Quando vejo seu rosto ficar vermelho, fico desesperado que uma crise de risos comece. Luise respira e olha para o céu, mas quando volta a olhar para mim, ela não consegue segurar e simplesmente cai na gargalhada. Na hora do susto seguro seu braço e a arrasto para longe do beco. Abro a porta do carro e a coloco lá no banco detrás, entrando logo em seguida.
Após uma série de gargalhadas ininterruptas, ela respira cansada e se senta no banco com as mãos na barriga.
— O que deu em você? — pergunto olhando ao redor.
— Eu olhei para você e não aguentei. — ela limpa as lágrimas.
— Podemos ir agora?
— Sim. — ela solta um riso e fico assustado, mas ela suspira parecendo recuperada.
Após essa crise de risos voltamos para a parede. Como já percebemos que ela é falsa, entramos de vez. Do outro lado, há um corredor largo e escuro, mas não o suficiente para não enxergar. Há algumas portas que devem pertencer aos prédios locais. O lugar é silencioso e não há sinais de que há pessoas por perto.
— Acho que é um túnel. — digo em voz baixa para a Luise.
Continuamos seguindo pelo túnel que vai ficando mais escuro ao longo dele. Depois de certo tempo a luz começa a voltar e há uma nova parede falsa. Paramos e observamos. Seria horrível entrar em uma reunião dos inimigos. Como tudo continua em silêncio nós atravessamos. O que vemos é a saída em outro beco também aparentemente fechado.
Bingo!
Já sabemos como ele consegue escapar tão facilmente.
— Melhor a gente voltar. — ela propõe e concordo.
Começamos a andar na direção que viemos e então ouvimos um barulho de carro e uma luz começa a surgir. Puxo a Luise para perto de uma das lixeiras e nós nos escondemos atrás dela.
O carro passa e olho com atende até decorar a placa e o modelo do carro. Olho para o lado e percebo que minha parceira faz o mesmo.
— Vamos logo...
Levantamos e caminhamos próximo as portas, caso outro carro apareça. Por sorte, chegamos ao carro sem nenhum problema adicional.
Antes que a minha querida parceira de missão possa fazer alguma gracinha, entro no lado do motorista.

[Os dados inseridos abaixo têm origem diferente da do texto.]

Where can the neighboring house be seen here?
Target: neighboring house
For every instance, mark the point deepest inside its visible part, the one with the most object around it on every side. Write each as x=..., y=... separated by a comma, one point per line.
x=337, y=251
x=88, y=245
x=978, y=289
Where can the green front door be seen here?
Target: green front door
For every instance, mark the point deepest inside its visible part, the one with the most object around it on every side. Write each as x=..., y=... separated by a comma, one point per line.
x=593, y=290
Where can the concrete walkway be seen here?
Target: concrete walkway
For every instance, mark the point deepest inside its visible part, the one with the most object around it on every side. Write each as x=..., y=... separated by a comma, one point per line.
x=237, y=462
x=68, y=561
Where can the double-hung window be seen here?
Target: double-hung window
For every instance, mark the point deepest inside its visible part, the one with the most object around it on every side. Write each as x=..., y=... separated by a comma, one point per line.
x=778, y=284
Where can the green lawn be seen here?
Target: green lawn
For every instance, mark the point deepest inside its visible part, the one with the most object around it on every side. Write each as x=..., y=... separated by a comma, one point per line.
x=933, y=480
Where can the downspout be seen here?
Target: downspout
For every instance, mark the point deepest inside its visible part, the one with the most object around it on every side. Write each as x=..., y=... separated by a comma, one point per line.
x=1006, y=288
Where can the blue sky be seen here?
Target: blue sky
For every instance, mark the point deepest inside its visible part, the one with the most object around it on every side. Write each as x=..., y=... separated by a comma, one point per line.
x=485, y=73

Sorrio para ela de forma triunfante e recebo um olhar de falso desdém.
— Descobrimos algo muito interessante.
— Deve ter outros lugares assim por aí.
— Temos que descobrir cada um.
— Não podemos só andar por aí né?
— Levantaria suspeitas.
— No que tá pensando?
— Em irmos de outra forma, mas temos trabalho daqui a pouco.

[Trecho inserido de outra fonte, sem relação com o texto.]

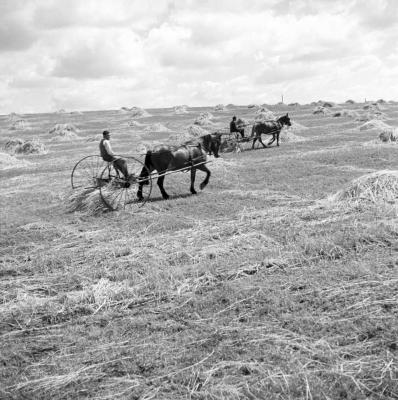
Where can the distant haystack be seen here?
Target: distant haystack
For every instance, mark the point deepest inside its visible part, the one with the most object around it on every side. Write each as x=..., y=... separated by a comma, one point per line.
x=180, y=109
x=219, y=107
x=135, y=112
x=19, y=146
x=389, y=135
x=321, y=110
x=135, y=124
x=7, y=161
x=157, y=127
x=204, y=119
x=374, y=124
x=64, y=132
x=19, y=125
x=380, y=186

Os primeiros raios de sol tocam o carro.
— Esqueci que temos que trabalhar... — Luise demonstra desânimo — Mas podemos pedir folga, não é?
— Podemos sim.
Pego meu telefone no porta-luvas e digito uma mensagem para a Larah.
— Pega o meu também?
Me inclino e pego o telefone dela.
— Obrigada.
— Vamos voltar para a agência.
Quando chegamos, deixamos o carro no estacionamento e nos despedimos daquela perfeição de quatro rodas. Vamos até outra sala de tecnologias e entramos a procura do objeto que acho que será muito útil nessa missão.
— UM INSETO??? — Luise grita ao abrir a caixa.

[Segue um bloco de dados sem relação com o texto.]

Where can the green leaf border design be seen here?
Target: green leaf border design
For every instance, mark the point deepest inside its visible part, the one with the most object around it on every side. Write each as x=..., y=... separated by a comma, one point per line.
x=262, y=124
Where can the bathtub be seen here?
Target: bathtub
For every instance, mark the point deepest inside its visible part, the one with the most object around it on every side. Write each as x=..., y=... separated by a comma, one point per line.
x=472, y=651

— Calma, são falsos. — tento acalmar ela — Vamos usar estes daqui que são menores. — pego uma caixa e uma pinça e mostro outros muito menores.
— Mosquitos? — ela me olha incrédula.
— Pequenos robôs. — com a pinça mostro a ela.
— É sério? Mosquitos robôs?! — ela solta uma gargalhada.
— E o melhor, eles realmente mordem.
— Não... — ela diz em meio ao riso.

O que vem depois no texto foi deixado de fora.